O termo “inteligência artificial” foi usado pela primeira vez em 1956, pelo cientista da computação americano John McCarthy, durante o seminário de Dartmouth. Hoje – a exemplo da Sophia, criada por David Hanson, em Hong Kong, e projetada para adaptar-se ao comportamento humano – o robô já consegue interagir com pessoas e possui capacidade de aprendizagem. Para se ter uma ideia, Sophia se tornou tão popular que já foi capa de revista, ganhou título de cidadã do mundo, concedido pelo Reino da Arábia Saudita, e até já discursou na ONU – seu vídeo falando sobre futuro e desenvolvimento sustentável já conta com mais de 2 milhões de acesso nas redes sociais.
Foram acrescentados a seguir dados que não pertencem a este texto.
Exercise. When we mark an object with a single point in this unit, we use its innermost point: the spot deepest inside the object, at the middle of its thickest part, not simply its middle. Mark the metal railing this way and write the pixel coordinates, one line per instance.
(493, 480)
Há quem diga que seja assustador ver um robô tão parecido com um ser humano, mas, com todo esse avanço, a inteligência artificial tem demonstrado excelentes resultados também na medicina. Hoje, já é possível lançar mão dela na prevenção de doenças, no aprimoramento de diagnósticos e no tratamento de pacientes em diferentes condições de saúde. De acordo com um estudo publicado na revista científica Nature no ano passado, utilizando um sistema de IA do Google, pesquisadores alimentaram um modelo de aprendizado de máquina com diversos dados de pacientes de dois hospitais norte-americanos e, como resultado, o robô conseguiu prever o tempo que o paciente iria ocupar o leito, receber alta e, até mesmo, a hora em que ele iria morrer.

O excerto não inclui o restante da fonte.